Decommissioned Assets and their Vulnerabilities
Summary: Suggestions for addressing assets and their findings identified in previous assessments but have since been removed from the environment.
Due to the ever-changing nature of risk management and IT infrastructure, it is common for users to see assets ingested into their Ivanti Neurons platform client under assessments from several months or years in the past but have since been decommissioned or otherwise removed from the environment.
Suppose no action is taken to account for these older applications and hosts. In that case, those assets will remain within the platform, and their open vulnerabilities will continue to impact your Ivanti RS³. As the decommissioning of assets is certainly a valid risk and threat remediation strategy, this article offers two options for addressing old or stale scan data.
Before we describe the methods for addressing historical assets and finding data, a brief overview of how to identify decommissioned assets may be helpful. Suppose your organization uses asset management or CMDB systems to maintain inventory. In that case, those tools can be an excellent resource for highlighting nodes or applications that are no longer 'live.' The CMDB-derived list can then be checked against assets housed within Ivanti Neurons. In situations where the identification of now-decommissioned assets must be performed within Ivanti Neurons, the platform's date-based filtering options within the Manage > Applications or Manage > Hosts list views can be leveraged to quickly surface those assets which have not appeared in recent vulnerability assessments. If your criteria for identifying decommissioned assets is as simple as "any host or application which has not been included in a scan uploaded into Ivanti Neurons over the past 120 days", a single filter in the Applications or Hosts list views of "Last Ingested On / is not / last X days / 120" will return that dataset.
Once the old or stale assets have been identified, the two most common ways forward are either deleting the assets or using a 'Decommissioned' Ivanti Neurons group. Users whose platform roles grant the Application Control or Host Control privilege have access to the Delete option found within the More toolbar menu of the Manage > Applications or Manage > Hosts list views. Deleting an asset will remove the asset record itself, along with any scanner finding ever attributed to that host or application.

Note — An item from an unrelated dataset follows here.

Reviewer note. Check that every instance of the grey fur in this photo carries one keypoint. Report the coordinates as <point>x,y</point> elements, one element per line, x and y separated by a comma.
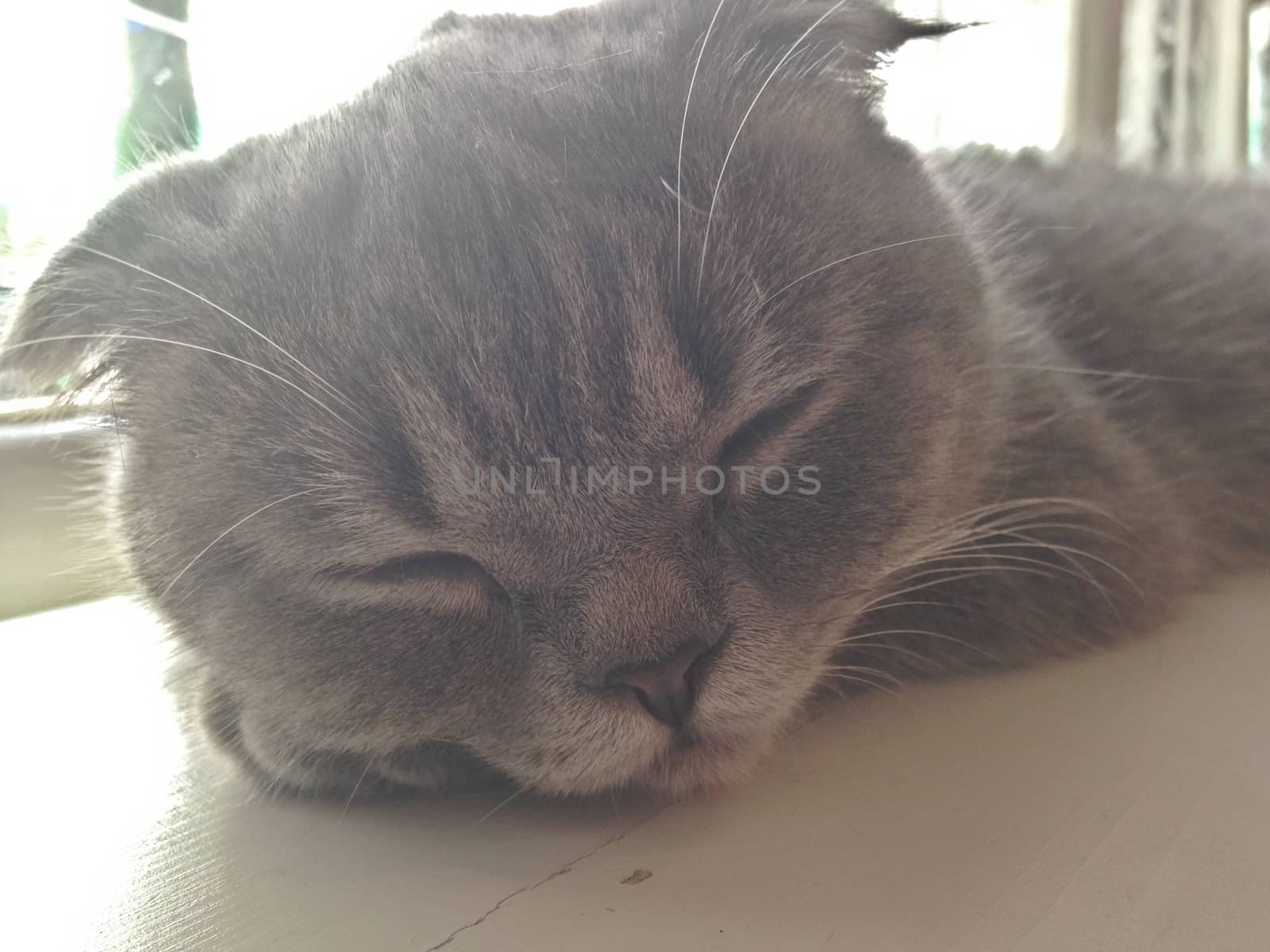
<point>1034,432</point>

It will be as if that asset never existed within Ivanti Neurons.
If you prefer to keep the asset and its scanner findings for historical or audit-related reasons, an alternative to outright deletion would be creating and using a “Decom” group. This option leverages Ivanti Neurons groups' function as a security boundary. In simple terms, if a user is not a member of any groups to which an asset is assigned, that asset and its findings will not be visible to the user within any Ivanti Neurons dashboards, list views, or filters. Those now 'hidden' assets and findings will have no impact on the overall Ivanti RS³ calculation for that user.
As the old hosts or applications are identified, any users granted the Group Assignment Control privilege would have the ability to add those hosts to the "Decom" group and then remove them from their original groups using those respective functions located in the Hosts or Applications list view More toolbar menu item. It is essential to both add the assets to the Decom group and remove them from any other groups so that the assets only belong to Decom. This action ensures that the old assets do not appear in the platform or impact users' metrics. The last step in the process is to navigate to the Organize > Groups list view and leverage the Assign to Users toolbar option to remove the user(s) from that Decom group. As long as the assets only belong to the Decom group and your user is not assigned to that group, the assets and their findings are effectively hidden from any views and are not incorporated into any counts or calculations. As more assets are identified as decommissioned over time, users with the Group Assignment Control privilege can temporarily add themselves or others back to the Decom group for asset dispositioning or analysis.
The process of identifying old or stale assets and migrating them to a Decom group can be automated through the Ivanti Neurons Playbooks feature.